In 2004, two professors identified Sardinia’s Nuoro Province in Italy as having a high concentration of male centenarians. They referred to the area as a “blue zone”.

Dan Buettner, a longevity expert, has built on their work. He has identified a further four healthy living hotspots:

  • Ikaria, an island in Greece

  • Okinawa, an island in Japan

  • Loma Linda, a small city in California, USA

  • The Nicoya peninsula in Costa Rica.

While blue zones are associated with longevity, a lower rate of chronic health, and higher rates of wellbeing, Buettner says it’s not just about living a longer life but being able to enjoy it too. 

The five locations dubbed blue zones are diverse and spread across the globe. Yet, they share some similarities that have been explored in the documentary Live to 100: Secrets of the Blue Zones.

Here are four lessons you could take from blue zones and make part of your life.

Lesson 1: Change how you think about healthy eating

When you think about improving your diet, you might focus on restricting calories or cutting out certain foods. Yet, a more holistic approach to healthy eating could lead to longer-lasting results.

According to Buettner, the average person makes around 220 food decisions every single day. However, only around 10% of them are conscious.

As a result, he argues that trying to govern the 22 conscious decisions isn’t that effective. Instead, setting up your kitchen so the far more unconscious decisions are slightly healthier is better.

The research indicates that plant-based food options with plenty of spices and herbs and smaller portions of meat or fish could lead to longer lives.

Lesson 2: Maintain healthy relationships with family and friends

Busy modern lives mean that relationships can suffer. You might not spend as much time with family or friends as you’d like to.

Buettner believes relationships play a vital role in longevity and health. He says they could provide a strong sense of purpose that leads to people living for longer. In fact, in the blue zones, familial ties are often important.

Making relationships a priority and dedicating time to them could boost your wellbeing. It may seem simple but placing spending time with the people that are important to you in your diary, the same way you would with work or appointments, can help you maintain bonds.

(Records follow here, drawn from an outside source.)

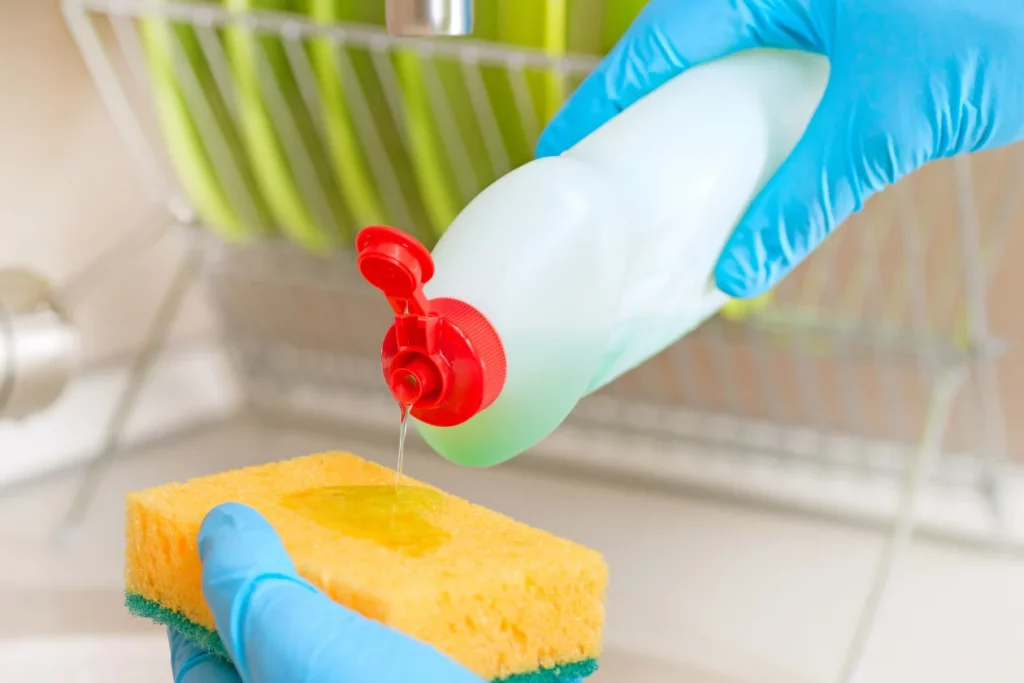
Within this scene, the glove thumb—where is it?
[715,83,895,298]
[199,504,482,683]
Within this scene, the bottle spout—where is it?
[355,225,506,427]
[386,0,473,38]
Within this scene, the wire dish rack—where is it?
[65,0,1024,547]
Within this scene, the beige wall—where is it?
[0,0,209,368]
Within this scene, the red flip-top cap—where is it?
[355,225,506,427]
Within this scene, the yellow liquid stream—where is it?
[282,485,451,557]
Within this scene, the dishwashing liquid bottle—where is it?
[356,49,828,466]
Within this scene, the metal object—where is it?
[65,0,1024,683]
[386,0,473,38]
[0,269,80,419]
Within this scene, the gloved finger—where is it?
[537,0,822,157]
[200,504,481,683]
[715,79,928,298]
[167,629,242,683]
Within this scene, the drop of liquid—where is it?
[394,403,413,490]
[281,484,451,557]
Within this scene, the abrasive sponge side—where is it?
[126,454,607,683]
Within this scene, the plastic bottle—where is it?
[356,49,828,466]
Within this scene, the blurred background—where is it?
[0,0,1024,683]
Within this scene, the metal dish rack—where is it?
[56,0,1024,680]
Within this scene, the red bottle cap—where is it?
[355,225,506,427]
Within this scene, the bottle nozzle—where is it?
[355,225,506,427]
[388,354,444,408]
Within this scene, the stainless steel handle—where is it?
[387,0,473,37]
[0,269,80,419]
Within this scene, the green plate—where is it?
[139,3,272,241]
[310,0,433,244]
[227,0,355,253]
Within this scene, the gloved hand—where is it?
[169,504,482,683]
[537,0,1024,297]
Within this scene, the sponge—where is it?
[125,453,607,683]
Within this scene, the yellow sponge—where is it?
[126,453,607,681]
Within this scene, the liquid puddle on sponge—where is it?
[282,484,451,557]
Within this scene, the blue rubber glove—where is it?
[169,504,482,683]
[538,0,1024,297]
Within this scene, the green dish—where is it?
[227,0,354,253]
[310,0,433,245]
[139,1,272,242]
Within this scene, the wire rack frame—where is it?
[65,0,1024,545]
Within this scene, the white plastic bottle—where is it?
[357,49,828,466]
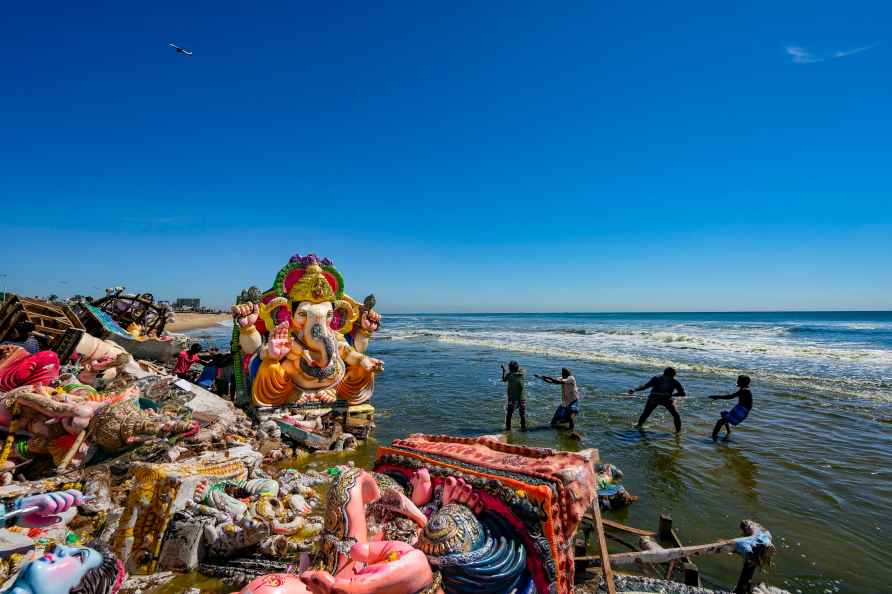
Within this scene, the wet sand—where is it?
[164,313,232,332]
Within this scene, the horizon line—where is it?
[381,307,892,316]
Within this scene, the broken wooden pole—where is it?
[681,562,700,588]
[578,537,748,565]
[601,518,657,536]
[592,499,616,594]
[658,514,672,540]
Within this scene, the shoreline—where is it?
[164,312,232,333]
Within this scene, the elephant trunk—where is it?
[300,324,338,379]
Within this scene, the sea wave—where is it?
[380,328,892,402]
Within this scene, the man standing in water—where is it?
[502,361,527,431]
[629,367,685,433]
[709,375,753,441]
[536,367,579,431]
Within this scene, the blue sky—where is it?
[0,1,892,312]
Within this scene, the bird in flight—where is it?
[167,43,192,56]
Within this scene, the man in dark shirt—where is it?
[709,375,753,441]
[502,361,527,431]
[629,367,685,433]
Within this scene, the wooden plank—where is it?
[577,537,746,565]
[601,518,657,536]
[592,497,616,594]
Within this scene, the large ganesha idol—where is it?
[232,254,384,407]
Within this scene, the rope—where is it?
[0,405,19,468]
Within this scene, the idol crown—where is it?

It’s not just the relationships with immediate family and friends that are useful. Playing a role in your community can further enhance your health by providing new connections and a sense of place.

Lesson 3: Define your purpose

In Okinawa, Japan, residents are three times more likely to reach their 100th birthday than other regions, and their sense of purpose could play a role.

During Live to 100, Buettner introduces centenarians who are still enjoying and living a full life. The research indicates that having something that drives you and helps you get up in the morning can be beneficial to your wellbeing. Locals from Okinawa call this purpose “ikigai”.

So, defining what you’re passionate about, whether that’s travelling, art, or supporting your family, could help you feel more fulfilled. It’s a step that could improve your mental health and even your overall wellbeing.

Lesson 4: Make light exercise part of your daily routine

Everyone knows that exercise is part of maintaining your health. Yet, the blue zones suggest you don’t need to regularly hit the gym or train for a marathon. In fact, you could do away with exercise classes and strict plans altogether if you don’t enjoy them.

Making light exercise part of your routine could be just as useful if remaining healthy in your later years is your goal. You might ditch the car to walk to the local shops or get outdoors to garden. Regular low-intensity exercise can help keep you active and mobile.

Buettner refers to this approach as “moving naturally”, where you live in an environment that encourages you to move without thinking about it.